Tim Keller abre seu livro Ministérios de misericórdia com o crime na estrada de Jericó. Conforme a história contada por Jesus em Lucas 10, um homem judeu foi assaltado e espancado, ficando entre a vida e a morte. Três pessoas passaram por ali, um sacerdote, um levita e um samaritano, mas somente este último, culturalmente um inimigo do judeu, teve misericórdia e o ajudou. Essa história tem muito a nos dizer diante dos acontecimentos recentes que comentei no início do texto. Temos sido instrumentos de misericórdia ou instrumentos de ódio? Nosso chamado, conforme Jesus indica ao doutor da lei que lhe perguntou acerca de como obter a vida eterna é “amar a Deus e ao teu próximo como a ti mesmo”. Temos amado nosso próximo? Dar de ombros, ignorando os que sofrem à nossa volta é amar o próximo?

Por isso precisamos pensar em reformular a forma como pensamos socialmente; imbuídos dos ensinamentos de Jesus, precisamos pensar mais no bem comum e fazer bem mais do que temos feito.

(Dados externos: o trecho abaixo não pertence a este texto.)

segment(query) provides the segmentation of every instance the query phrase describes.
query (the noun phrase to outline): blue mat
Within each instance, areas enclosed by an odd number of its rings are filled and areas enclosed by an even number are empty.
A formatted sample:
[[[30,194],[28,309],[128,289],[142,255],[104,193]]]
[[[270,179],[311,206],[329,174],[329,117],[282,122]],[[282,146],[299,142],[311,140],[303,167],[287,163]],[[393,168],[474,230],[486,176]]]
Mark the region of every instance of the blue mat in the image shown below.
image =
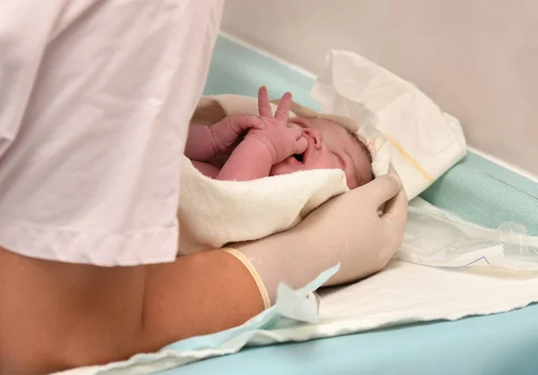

Luiz Adriano Borges é professor de história na UTFPR-Toledo, lecionando sobre história da técnica, tecnologia e sociedade, filosofia, sociedade e política. Sua área de pesquisa centra-se na História e Filosofia da Tecnologia e da Ciência. Seus projetos mais recentes são: “A visão cristã da tecnologia” e “Esperança em Tempos de guerra. Ciência, tecnologia e sociedade em Tolkien, Huxley, Lewis e Orwell (1892-1973)".

2 Comments

  1. Wilson disse:

    Bom dia,

    Não creio em contrato social, Jesus em nenhum momento fala disso. Distribuição de Riquezas: SIM. Aumento Gradativo do poder de compra de salários: Sim. Estado inchado, paquiderme, onde uma casta de politicos, funcionários publicos de alto escalarão dedicem tudo, inclusive seus salários: Não
    Redusir o estado onde está a maioria daqueles que tem estabilidade, aposentadora integral, etc, enquanto um povo não tem, não me parece um contrato social. Algo tem que se feito sim. mas formulas que já vimos que não deram cento em certos países, não interessa ao povo brasileiro. Cuidado Evangelicos

  2. Salomão Freitas Alves disse:

    O Nazismo, e ideologias semelhantes, tem em comum o desprezo pelo ser humano. E isso também tem sido observado no Brasil. Inclusive a partir da principal autoridade do país quando do surgimento desta grave e mortal pandemia. Por outro viés de análise, a chamada justiça social também tem sido uma forma de criar inimigos e não apontar para as verdadeiras origens e caminhos para verdadeiras soluções da questão. Como o autor deste artigo bem disse, o cristianismo bíblico está acima das ideologias, e atua fundamentalmente pelas mãos e pés da Igreja de Cristo Jesus. Que Deus nos ajude a viver o amor prático para com nossos próximos.